Error: Parse error on line 145:
...}\text{Neutron + }&\!\left\{\enspace
---------------------^
Expecting 'ENDMATH1', got 'COLSEP'
.....

I don’t know TeX, so this is kind of a mystery to me. I search for the quoted line and have a look. I find some code surrounded by \begin{align} and \end{align}. I turn to the interwebs and find some examples where it says \begin{aligned} and \end{aligned}, so I try just grep/changing it across the files and, sure enough, it processes further. Which is right? Who knows - let's move on...

I find a similar error like...

Error: Parse error on line 759:
...xt{ rads. } \; \textit{Answer}\]</asi
-----------------------^
Expecting '{', got 'TEXTARG'

Once again on the interwebs I find some code like Textit{...} (uppercase T) - so, I try that. Sure enough, it works fine. Or wait... Does it? No, it just leaves that code untransformed now.

But… Now we have MathML! At least in some chapters!

With a little more looking, I find that this is a primary sort of TeX thing, it's just a quirk of TeXZilla, and I turn those those textit{...} into mathit{...} and now we're good. Finally. Burned some time on that, but not too bad.

I encounter two other problems along the way: First, escaping. The source contains ampersand escapes for a few Unicode characters which aren't a problem when you're accessing it from body.innerText or something maybe, but are a problem here. Still, it takes only a couple of minutes more to replace them with their actual Unicode counterparts: &phi;φ, &lambda; ⇒ Λ, &&times; ⇒ ×).

When I’m done I can send that to a file, something like this…

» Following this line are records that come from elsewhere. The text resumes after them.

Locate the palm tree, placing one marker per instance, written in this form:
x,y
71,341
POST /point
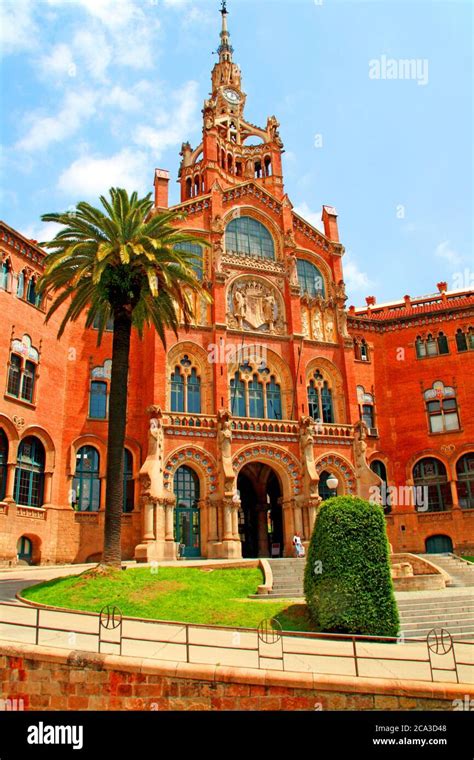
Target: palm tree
x,y
125,264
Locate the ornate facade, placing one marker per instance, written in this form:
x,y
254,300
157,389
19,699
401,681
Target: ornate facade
x,y
234,430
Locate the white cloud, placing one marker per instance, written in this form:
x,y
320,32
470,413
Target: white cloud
x,y
77,108
18,31
59,62
91,176
41,232
313,217
355,279
123,99
93,51
173,125
446,252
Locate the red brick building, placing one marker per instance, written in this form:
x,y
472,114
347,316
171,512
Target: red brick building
x,y
234,431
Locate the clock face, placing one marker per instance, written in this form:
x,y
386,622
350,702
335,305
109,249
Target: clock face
x,y
232,96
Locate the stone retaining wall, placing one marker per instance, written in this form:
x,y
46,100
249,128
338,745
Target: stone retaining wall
x,y
51,679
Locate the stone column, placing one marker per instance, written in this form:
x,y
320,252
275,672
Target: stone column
x,y
10,482
169,528
262,530
288,526
212,520
148,520
454,494
48,482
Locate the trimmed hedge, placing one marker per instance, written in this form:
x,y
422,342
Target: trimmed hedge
x,y
347,582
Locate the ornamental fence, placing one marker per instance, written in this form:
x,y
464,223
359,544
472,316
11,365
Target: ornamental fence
x,y
438,657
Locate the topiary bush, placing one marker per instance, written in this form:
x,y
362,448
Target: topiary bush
x,y
347,583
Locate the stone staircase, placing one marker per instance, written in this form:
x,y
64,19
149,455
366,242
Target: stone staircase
x,y
288,575
419,615
461,571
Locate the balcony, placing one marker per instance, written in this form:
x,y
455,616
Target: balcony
x,y
250,428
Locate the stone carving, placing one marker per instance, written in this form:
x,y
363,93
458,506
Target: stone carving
x,y
366,478
307,438
151,473
224,442
317,325
330,328
305,323
272,129
254,306
290,241
218,252
292,270
218,225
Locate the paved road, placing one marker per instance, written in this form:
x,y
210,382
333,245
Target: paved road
x,y
13,581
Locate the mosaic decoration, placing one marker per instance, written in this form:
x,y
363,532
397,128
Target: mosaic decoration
x,y
188,456
331,460
257,452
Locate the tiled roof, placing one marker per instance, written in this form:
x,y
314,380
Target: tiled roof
x,y
416,306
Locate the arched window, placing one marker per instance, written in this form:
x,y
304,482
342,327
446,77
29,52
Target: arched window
x,y
31,295
420,347
273,400
196,251
366,409
441,407
379,468
86,483
323,489
3,463
187,528
109,326
29,473
465,340
22,370
248,237
128,482
20,287
442,344
185,391
99,391
237,396
431,474
177,391
14,375
5,275
98,400
194,393
255,397
465,478
320,401
310,278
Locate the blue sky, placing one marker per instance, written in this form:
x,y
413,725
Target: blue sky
x,y
100,92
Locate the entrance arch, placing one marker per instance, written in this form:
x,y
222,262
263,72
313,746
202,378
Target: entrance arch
x,y
438,544
260,513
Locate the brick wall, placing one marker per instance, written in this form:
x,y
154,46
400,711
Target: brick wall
x,y
48,679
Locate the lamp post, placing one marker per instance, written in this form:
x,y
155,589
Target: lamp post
x,y
332,483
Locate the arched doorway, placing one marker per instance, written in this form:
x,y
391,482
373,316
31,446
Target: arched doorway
x,y
260,514
438,544
187,516
24,550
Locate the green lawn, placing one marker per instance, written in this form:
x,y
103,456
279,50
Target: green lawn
x,y
192,595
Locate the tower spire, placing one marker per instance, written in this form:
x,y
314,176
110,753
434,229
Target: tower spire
x,y
225,49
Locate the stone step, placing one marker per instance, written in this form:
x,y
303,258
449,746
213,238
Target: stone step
x,y
448,614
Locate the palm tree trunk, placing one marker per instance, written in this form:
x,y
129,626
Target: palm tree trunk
x,y
112,554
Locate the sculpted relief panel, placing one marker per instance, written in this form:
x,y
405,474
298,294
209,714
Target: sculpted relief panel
x,y
256,305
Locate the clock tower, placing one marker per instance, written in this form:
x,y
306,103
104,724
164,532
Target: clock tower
x,y
232,150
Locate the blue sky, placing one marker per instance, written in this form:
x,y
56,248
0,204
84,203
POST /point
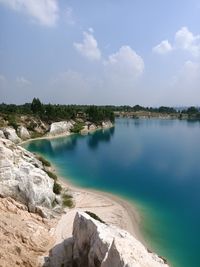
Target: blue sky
x,y
100,52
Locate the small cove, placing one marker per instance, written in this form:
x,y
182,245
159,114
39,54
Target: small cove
x,y
152,163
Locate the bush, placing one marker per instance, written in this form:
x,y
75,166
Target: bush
x,y
51,175
12,121
44,161
94,216
57,188
67,200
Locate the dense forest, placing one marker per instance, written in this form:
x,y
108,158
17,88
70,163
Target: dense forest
x,y
56,112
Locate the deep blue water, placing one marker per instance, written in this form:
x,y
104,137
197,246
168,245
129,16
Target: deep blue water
x,y
155,164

>cat chapter3.html | node "../../texzilla/node_modules/texzilla/TeXZilla.js" streamfilter > output.html

And then just open it in a browser.

There are some differences. MathJax adds a margin to math that's on its own line (block) that isn't there natively. The math formulas that are ‘tabular’ aren't aligning their text (the =), and the font is maybe a little small. After a little fooling around, I add this snip to the stylesheet:

math[display="block" i] {
  margin: 1rem 0;
}

math {
    font-size: 1rem;
}

mfrac {
    padding-inline-start: 0.275rem;
    padding-inline-end: 0.275rem;
}

mtd {
  text-align: left;
}

And the last problem I hit? An error in the actual inline TeX in the source, I think, where it was missing a $. MathJax simply left that un-transformed, just like my previous example because it lacked the closing $, but TeXZilla was all errory about it. I sent a pull request, and I guess we'll see.

And like… that's it.

All in all, the processing time here including learning the tools and figuring out the quirks in a language I'm unfamiliar with is maybe half a day - but that's scattered across short bits of free time here and there.

Is it done? Is it good enough? It definitely needs some proofing to see what I've missed (I'm sure there's some!), and good scrutiny generally, but... It looks pretty good at first glance, right (below)?

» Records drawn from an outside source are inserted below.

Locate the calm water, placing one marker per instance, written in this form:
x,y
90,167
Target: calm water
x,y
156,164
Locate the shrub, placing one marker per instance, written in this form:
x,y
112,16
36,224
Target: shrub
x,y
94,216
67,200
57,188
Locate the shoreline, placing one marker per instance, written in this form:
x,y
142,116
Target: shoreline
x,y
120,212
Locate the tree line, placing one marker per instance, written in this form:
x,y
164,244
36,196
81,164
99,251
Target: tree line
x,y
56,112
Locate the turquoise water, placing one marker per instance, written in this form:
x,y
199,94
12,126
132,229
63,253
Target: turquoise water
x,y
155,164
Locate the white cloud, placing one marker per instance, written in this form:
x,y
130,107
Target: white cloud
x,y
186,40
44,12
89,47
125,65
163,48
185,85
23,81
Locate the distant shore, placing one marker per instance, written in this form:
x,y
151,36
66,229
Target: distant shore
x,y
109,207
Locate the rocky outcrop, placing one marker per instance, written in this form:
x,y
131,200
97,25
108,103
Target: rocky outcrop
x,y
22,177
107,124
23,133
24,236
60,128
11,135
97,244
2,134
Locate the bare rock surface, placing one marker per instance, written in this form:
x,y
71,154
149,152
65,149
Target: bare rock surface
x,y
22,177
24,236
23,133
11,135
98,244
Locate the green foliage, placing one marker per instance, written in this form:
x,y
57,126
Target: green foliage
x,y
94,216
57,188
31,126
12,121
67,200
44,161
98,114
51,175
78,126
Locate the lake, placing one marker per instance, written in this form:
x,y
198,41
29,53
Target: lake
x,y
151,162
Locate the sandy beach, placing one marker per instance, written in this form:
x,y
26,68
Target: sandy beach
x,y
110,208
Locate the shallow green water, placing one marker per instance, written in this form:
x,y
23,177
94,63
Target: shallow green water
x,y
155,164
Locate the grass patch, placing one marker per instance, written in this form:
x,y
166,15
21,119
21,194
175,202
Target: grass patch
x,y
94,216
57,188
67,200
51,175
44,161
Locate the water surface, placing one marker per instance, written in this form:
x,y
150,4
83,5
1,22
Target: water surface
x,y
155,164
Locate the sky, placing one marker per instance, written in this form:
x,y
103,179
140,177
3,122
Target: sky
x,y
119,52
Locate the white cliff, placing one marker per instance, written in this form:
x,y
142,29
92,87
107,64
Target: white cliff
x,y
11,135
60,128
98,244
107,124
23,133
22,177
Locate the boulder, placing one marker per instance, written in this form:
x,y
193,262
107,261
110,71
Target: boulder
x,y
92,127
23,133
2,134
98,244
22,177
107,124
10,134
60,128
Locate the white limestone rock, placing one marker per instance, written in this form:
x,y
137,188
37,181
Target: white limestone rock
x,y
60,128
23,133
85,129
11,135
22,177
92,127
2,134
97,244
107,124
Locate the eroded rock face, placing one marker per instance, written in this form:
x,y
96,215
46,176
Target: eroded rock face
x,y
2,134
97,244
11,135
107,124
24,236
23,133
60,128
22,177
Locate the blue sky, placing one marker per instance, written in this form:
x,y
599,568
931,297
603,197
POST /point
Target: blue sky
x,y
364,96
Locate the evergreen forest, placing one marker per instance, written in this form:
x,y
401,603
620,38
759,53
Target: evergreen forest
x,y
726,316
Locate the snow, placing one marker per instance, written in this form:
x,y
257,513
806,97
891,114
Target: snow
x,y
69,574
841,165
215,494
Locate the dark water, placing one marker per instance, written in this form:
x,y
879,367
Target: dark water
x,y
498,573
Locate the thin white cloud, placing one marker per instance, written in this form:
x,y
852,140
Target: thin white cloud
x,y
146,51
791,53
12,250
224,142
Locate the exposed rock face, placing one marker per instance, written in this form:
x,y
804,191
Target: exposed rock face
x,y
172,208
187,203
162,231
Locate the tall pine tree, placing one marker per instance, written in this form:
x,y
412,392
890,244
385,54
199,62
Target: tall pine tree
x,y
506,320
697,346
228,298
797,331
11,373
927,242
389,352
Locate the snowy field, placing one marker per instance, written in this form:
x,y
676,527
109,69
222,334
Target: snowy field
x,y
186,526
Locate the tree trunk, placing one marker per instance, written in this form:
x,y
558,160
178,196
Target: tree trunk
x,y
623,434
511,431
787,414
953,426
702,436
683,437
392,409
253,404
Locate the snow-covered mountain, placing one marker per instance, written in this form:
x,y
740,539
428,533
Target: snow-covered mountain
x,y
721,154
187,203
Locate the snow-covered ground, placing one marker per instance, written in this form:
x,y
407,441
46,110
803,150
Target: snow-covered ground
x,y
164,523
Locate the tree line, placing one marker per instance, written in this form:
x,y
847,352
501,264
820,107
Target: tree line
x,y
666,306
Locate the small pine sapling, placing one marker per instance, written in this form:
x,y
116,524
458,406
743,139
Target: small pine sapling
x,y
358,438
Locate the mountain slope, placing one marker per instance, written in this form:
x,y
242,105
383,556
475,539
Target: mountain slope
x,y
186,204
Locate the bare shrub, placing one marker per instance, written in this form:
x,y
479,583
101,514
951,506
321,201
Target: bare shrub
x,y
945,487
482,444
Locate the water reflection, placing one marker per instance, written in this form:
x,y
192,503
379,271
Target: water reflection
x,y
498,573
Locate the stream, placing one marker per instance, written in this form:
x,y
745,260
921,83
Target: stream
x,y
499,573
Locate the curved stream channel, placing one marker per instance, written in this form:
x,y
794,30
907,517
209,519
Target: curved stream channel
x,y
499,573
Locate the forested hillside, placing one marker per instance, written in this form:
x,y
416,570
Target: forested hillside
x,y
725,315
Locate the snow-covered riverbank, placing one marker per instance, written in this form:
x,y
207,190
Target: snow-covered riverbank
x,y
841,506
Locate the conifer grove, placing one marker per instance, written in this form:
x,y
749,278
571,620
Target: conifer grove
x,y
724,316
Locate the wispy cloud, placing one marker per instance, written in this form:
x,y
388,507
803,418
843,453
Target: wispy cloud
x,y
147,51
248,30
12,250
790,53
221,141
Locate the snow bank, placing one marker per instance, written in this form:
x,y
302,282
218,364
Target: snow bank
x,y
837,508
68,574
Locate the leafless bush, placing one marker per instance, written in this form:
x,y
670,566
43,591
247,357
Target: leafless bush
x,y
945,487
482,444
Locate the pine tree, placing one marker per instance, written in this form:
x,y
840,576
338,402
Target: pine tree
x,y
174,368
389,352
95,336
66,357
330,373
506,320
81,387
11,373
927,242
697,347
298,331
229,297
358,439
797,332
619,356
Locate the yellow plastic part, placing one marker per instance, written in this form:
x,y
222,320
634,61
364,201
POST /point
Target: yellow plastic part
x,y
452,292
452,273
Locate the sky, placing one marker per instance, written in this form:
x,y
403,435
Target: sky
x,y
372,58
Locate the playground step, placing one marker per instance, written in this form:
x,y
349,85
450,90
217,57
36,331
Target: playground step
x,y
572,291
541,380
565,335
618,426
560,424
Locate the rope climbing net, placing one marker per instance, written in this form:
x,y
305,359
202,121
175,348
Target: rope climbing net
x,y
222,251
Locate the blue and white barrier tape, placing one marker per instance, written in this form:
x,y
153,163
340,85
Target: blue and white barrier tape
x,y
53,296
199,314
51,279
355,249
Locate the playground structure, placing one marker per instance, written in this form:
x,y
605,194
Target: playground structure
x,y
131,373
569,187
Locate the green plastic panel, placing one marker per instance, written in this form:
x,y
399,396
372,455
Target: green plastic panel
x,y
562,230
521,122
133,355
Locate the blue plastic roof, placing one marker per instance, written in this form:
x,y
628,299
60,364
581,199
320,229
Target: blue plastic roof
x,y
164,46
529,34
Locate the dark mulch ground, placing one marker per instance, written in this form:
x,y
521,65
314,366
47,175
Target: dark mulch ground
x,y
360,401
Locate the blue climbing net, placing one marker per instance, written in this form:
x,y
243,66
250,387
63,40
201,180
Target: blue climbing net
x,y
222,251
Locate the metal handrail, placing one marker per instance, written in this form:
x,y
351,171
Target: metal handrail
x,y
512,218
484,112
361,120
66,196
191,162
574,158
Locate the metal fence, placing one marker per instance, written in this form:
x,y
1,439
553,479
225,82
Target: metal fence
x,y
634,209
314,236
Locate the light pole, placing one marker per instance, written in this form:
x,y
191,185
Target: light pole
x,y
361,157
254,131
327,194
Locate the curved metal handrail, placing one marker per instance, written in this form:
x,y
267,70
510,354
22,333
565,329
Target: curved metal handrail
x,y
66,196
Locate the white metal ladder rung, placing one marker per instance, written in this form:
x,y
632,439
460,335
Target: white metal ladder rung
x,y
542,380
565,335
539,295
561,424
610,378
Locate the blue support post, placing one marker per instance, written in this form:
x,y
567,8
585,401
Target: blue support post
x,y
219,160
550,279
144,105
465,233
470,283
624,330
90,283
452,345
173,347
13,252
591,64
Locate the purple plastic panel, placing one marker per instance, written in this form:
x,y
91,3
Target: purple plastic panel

Native MathML on the left, MathJax on the right

You can browse it at:

https://bkardell.com/effects-of-nuclear-math/html/.

And, send me an issue if you find anything that should be improved before I eventually send a pull request, or you see something that looks bad enough that you wouldn't switch to native MathML for this.

But, all in all: I feel like you can make pretty good use of native MathML at this point.